Labour unions benefit all workers, new research shows

December 13, 2018

Patrick Denice, Assistant Professor of Sociology

Story by Rob Rombouts

Across the US and Canada, the share of workers belonging to a labour union has dropped dramatically, and this has resulted in significant loss of wages for non-unionized workers, according to new research.

New research from Patrick Denice, assistant professor of Sociology at Western University, and his colleague Jake Rosenfeld at Washington University in St. Louis, entitled Unions and Nonunion Pay in the United States, 1977-2015, has investigated the lost wage potential among non-union workers in the private sector due to a decrease in unionization.

“We tend to think of unions as self-interested, which is true to some extent,” said Denice, “but even if you aren’t in a union, you benefit from a strong union environment.”

The pair looked at the wages of non-union, private sector workers in occupations and regions with high and low union rates; that is, they compared wages of people working in the same types of jobs, in similar places, with different rates of unionization. Accounting for the impact of automation, de-industrialization, and off-shoring, their findings show that wages are higher among non-unionized workers in places where unions are stronger.

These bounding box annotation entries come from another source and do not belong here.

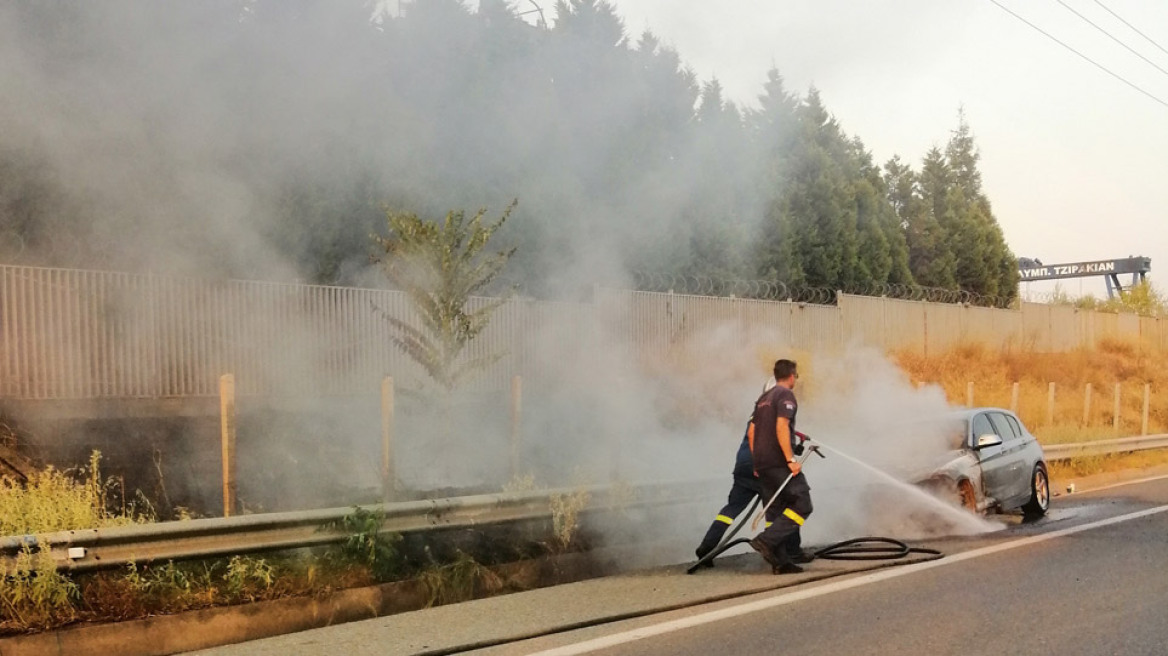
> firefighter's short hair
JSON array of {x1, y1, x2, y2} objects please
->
[{"x1": 774, "y1": 360, "x2": 799, "y2": 381}]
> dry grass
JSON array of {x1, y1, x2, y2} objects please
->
[
  {"x1": 1050, "y1": 451, "x2": 1168, "y2": 483},
  {"x1": 892, "y1": 340, "x2": 1168, "y2": 444},
  {"x1": 0, "y1": 452, "x2": 152, "y2": 536}
]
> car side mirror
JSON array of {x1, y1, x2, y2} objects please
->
[{"x1": 974, "y1": 433, "x2": 1002, "y2": 449}]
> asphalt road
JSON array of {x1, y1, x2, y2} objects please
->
[{"x1": 482, "y1": 480, "x2": 1168, "y2": 656}]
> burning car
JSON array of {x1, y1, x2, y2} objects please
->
[{"x1": 911, "y1": 407, "x2": 1050, "y2": 516}]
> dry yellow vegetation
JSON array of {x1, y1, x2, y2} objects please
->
[{"x1": 892, "y1": 340, "x2": 1168, "y2": 444}]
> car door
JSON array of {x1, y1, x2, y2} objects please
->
[
  {"x1": 987, "y1": 412, "x2": 1030, "y2": 507},
  {"x1": 969, "y1": 412, "x2": 1009, "y2": 501}
]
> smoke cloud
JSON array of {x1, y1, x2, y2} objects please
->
[{"x1": 0, "y1": 0, "x2": 1004, "y2": 544}]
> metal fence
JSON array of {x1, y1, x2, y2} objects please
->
[{"x1": 0, "y1": 266, "x2": 1168, "y2": 399}]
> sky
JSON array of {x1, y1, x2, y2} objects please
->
[{"x1": 602, "y1": 0, "x2": 1168, "y2": 295}]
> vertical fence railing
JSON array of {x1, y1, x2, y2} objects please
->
[{"x1": 0, "y1": 265, "x2": 1168, "y2": 399}]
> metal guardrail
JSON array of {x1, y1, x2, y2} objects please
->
[
  {"x1": 1042, "y1": 434, "x2": 1168, "y2": 460},
  {"x1": 0, "y1": 481, "x2": 714, "y2": 572}
]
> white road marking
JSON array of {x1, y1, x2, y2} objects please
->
[
  {"x1": 536, "y1": 505, "x2": 1168, "y2": 656},
  {"x1": 1066, "y1": 474, "x2": 1168, "y2": 496}
]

There are a number of reasons why strong unions would benefit unorganized workers. If there is a unionized workplace in an area, Denice said, other non-unionized local employers might increase their own wages and benefits in order to compete for workers and to discourage potential union organization in their own workplace.

In the 1970s, one in three, or around 33%, of private sector workers in the United States were members of a union; the current rate is approximately 6.7%. Since the 1970s, changes in how employers view and deal with unions, as well as changes in legislation, including states’ passage of “right-to-work” laws, have contributed to the weakening of unions. Denice said that de-industrialization has also had an effect, as organized labour’s concentration in the manufacturing sector left unions particularly vulnerable to offshoring, automation, and the closing of factories.

“If the private sector labour movement hadn’t declined from its late-1970s levels, non-union men working full-time would be making about $3,000 more annually, on average, and women would be making just under $1,000 more each year,” said Denice.

The gender disparity is due, in large part, to the fact that jobs predominantly filled by men were more heavily unionized than those predominantly filled by women.

The results, Denice said, show that even non-unionized workers have a stake in the health of the labour movement. In August 2018, voters in Missouri struck down the state’s proposed right-to-work legislation, suggesting that people may see the benefit of unions, even if they are not part of a union themselves.

“Even relatively moderate rates of unionization can have benefits for non-union workers,” said Denice.

Policy makers who are interested in reducing pay inequality and closing the gap between the highest and lowest earners should see unions as a way to raise those nearer the bottom, regardless of whether those specific workers are unionized or not, said Denice.

Looking to the future, Denice said that to the extent that union rates are falling in other places, they may see a decline in wages.

“The US is an outlying case of severe union decline, particularly in its private sector, but there are similar patterns playing out elsewhere.”